A devotee of feminist history and a fashion-industry maven might seem a volatile author-illustrator combination, yet Shana Corey and Chesley McLaren make an auspicious match in You Forgot Your Skirt, Amelia Bloomer! (Scholastic), their gleeful skewering of "proper ladies." Amelia details how its title character shocked 1850s Seneca Falls, N.Y., by wearing the billowy pants that came to bear her name ("bloomers"). Yet although Amelia Bloomer campaigned for women's suffrage and the temperance movement, this is no textbook history.

Shana Corey, currently an associate editor at Random House Children's Books, conceived of her story (and its catchy title jibe) while an editorial assistant at Random. She drew from her studies at Smith College, where she majored in government and focused on women's history. She also mined her childhood memories of Maud Hart Lovelace's Betsy-Tacy titles and Laura Ingalls Wilder's Little House books. "When you take women's history classes, you always hear that women have been left out," she says. "But they are in history, because they're in the kids' books. There are so many strong female characters."

Corey composed a first draft and shared it with her Random House colleague, editor Heidi Kilgras. Amelia didn't fit Random's mass-market line of early readers and chapter books, but Kilgras introduced Corey to Scholastic editor Tracy Mack, who accepted the manuscript. Under Mack's direction, Corey pruned the history-heavy narrative and preserved its weightier facts in an afterword. The final version crisply explains how Amelia edited a women's newspaper and borrowed her distinctive look from Elizabeth Cady Stanton's cousin Libby. Thanks to her liberating garments, Amelia "ran and jumped and twirled ... and did all the things she had always wanted to do."

Corey hadn't envisioned Amelia as a fashion story until Mack showed her some of Chesley McLaren's modish illustrations. A graduate of Boston's School of the Museum of Fine Arts, McLaren had worked as a Seventh Avenue clothing designer until 1989, when Bloomingdale's hired her as an illustrator. McLaren developed a reputation for Parisian flair, and most recently lent her signature style to Saks Fifth Avenue's children's department. "I was known for drawing snooty-looking women that always had their noses in the air," she says. "Saks asked me to do a series of mannequins that basically look like bratty East Side kids. That was the first full-fledged children's thing I did."
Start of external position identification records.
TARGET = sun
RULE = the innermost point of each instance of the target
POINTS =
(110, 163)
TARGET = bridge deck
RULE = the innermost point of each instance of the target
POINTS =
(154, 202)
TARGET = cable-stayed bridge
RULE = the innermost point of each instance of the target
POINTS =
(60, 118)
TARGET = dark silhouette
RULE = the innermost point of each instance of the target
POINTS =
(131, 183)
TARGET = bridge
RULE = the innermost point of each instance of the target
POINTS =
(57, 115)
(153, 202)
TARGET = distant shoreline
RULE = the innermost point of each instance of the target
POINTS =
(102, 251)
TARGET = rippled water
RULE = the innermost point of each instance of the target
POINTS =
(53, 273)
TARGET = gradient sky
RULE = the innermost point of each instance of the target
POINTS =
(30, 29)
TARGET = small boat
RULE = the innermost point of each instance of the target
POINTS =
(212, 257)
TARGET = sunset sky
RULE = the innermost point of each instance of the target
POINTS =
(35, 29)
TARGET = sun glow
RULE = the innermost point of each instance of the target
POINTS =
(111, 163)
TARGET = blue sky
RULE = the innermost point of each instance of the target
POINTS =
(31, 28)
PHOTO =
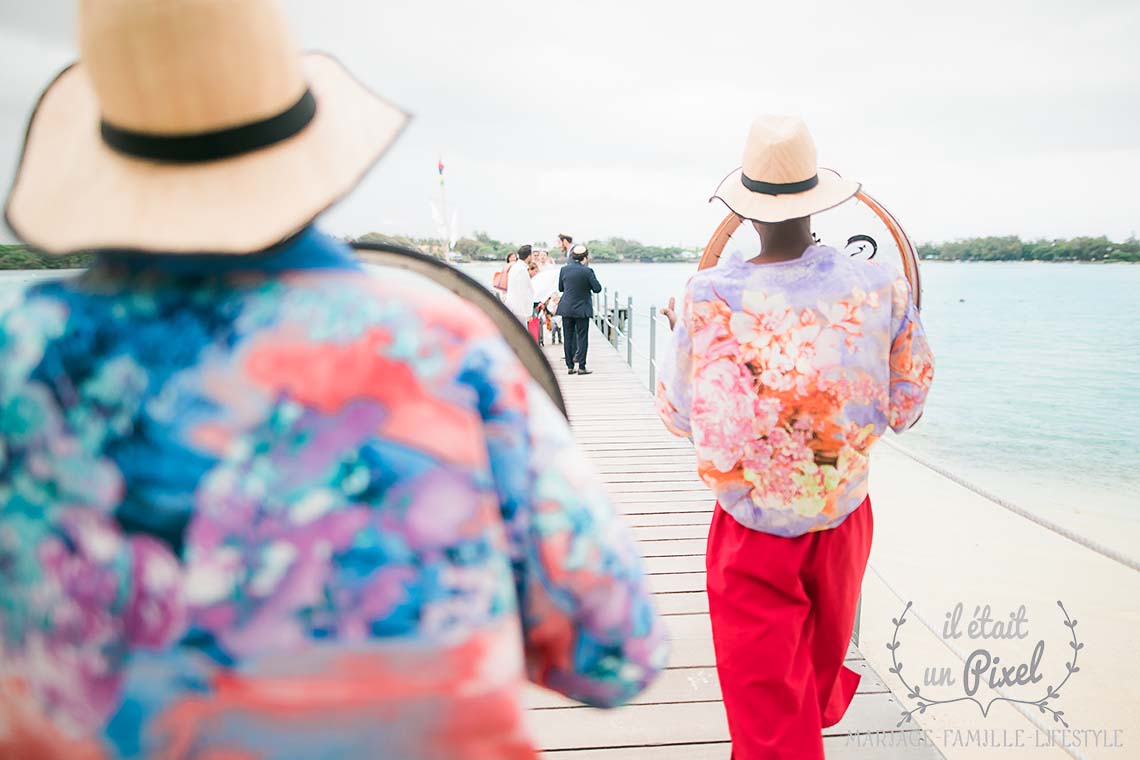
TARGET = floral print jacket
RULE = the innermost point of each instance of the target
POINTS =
(279, 507)
(784, 374)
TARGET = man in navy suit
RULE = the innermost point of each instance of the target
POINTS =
(577, 283)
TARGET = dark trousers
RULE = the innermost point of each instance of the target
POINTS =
(576, 340)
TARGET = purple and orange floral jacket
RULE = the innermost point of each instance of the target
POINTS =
(786, 374)
(279, 507)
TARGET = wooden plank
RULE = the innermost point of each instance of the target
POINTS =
(648, 725)
(674, 685)
(690, 487)
(685, 564)
(660, 519)
(674, 547)
(674, 582)
(685, 531)
(682, 603)
(897, 745)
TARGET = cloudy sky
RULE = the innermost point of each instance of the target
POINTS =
(605, 117)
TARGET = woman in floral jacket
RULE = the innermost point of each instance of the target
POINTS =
(786, 369)
(260, 503)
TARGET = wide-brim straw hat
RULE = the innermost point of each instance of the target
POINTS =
(192, 127)
(779, 178)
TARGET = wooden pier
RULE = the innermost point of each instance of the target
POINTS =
(652, 476)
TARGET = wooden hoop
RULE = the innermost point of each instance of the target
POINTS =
(910, 256)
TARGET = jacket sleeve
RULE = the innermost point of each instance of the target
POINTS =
(675, 377)
(911, 360)
(594, 285)
(588, 621)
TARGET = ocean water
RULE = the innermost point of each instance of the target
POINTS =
(1036, 392)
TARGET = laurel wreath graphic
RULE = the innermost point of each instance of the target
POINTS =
(923, 702)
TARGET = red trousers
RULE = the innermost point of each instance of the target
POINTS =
(782, 611)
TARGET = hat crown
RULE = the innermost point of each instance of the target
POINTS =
(780, 149)
(187, 66)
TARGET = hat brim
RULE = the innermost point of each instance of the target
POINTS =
(831, 190)
(73, 193)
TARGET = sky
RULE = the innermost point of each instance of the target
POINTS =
(607, 119)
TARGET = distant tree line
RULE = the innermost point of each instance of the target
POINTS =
(19, 256)
(483, 247)
(1015, 248)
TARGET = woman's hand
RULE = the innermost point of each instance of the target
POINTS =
(670, 312)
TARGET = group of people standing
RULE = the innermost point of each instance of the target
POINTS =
(572, 304)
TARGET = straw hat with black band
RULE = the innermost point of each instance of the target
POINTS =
(192, 127)
(779, 178)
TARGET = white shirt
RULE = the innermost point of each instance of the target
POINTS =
(520, 292)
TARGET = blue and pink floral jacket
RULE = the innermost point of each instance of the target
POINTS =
(277, 506)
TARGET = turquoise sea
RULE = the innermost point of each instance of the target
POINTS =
(1036, 391)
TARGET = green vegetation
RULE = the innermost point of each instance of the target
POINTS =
(483, 247)
(1015, 248)
(21, 256)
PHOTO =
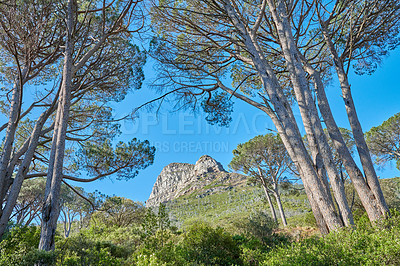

When art director Marijka Kostiw spied McLaren's work in the New York Times, the illustrator came to Scholastic's attention. After meeting with Kostiw and Mack, she read Amelia and began photo research on upstate New York, circa 1851. This led to an aesthetic crisis for the Francophile: "Women were wearing these ugly bonnets. At age 20 they had these mean mugs!" she says, evidently appalled. "I had to Marie Antoinette it up a little bit."

McLaren restrained her impulse to gussy up her characters with flowers and bows, but her breezy Amelia is as likely to float through a garden as to fire off an editorial. "None of my people ever have their feet on the ground," McLaren admits, alluding to her gouaches of swaying, ethereal sophisticates. When she worried that her work was too "wild and frivolous" to suit "a serious woman who did important things," she simply remembered Corey's opening line: "Amelia Bloomer was not a proper lady."

Nevertheless, after her immersion in the American 19th century, McLaren sounds relieved to be back in 2000, working on as-yet-untitled projects. Corey remains inspired by history--her book on the All-American Girls Baseball League, illustrated by Brian Selznick, will be published by Scholastic in 2002--but she looks to the fictional future as well in First Graders from Mars, a projected Scholastic series to be illustrated by Mark Teague and scheduled for fall 2001.

Most of all, Amelia seems to have whetted Corey's fascination with "olden-days clothes" and pioneering girls. "When I was little, I would make up stories about what would happen if I met Laura Ingalls Wilder," she muses. "Sometimes I still think of that when I'm riding the subway: What would she think of what we're wearing?"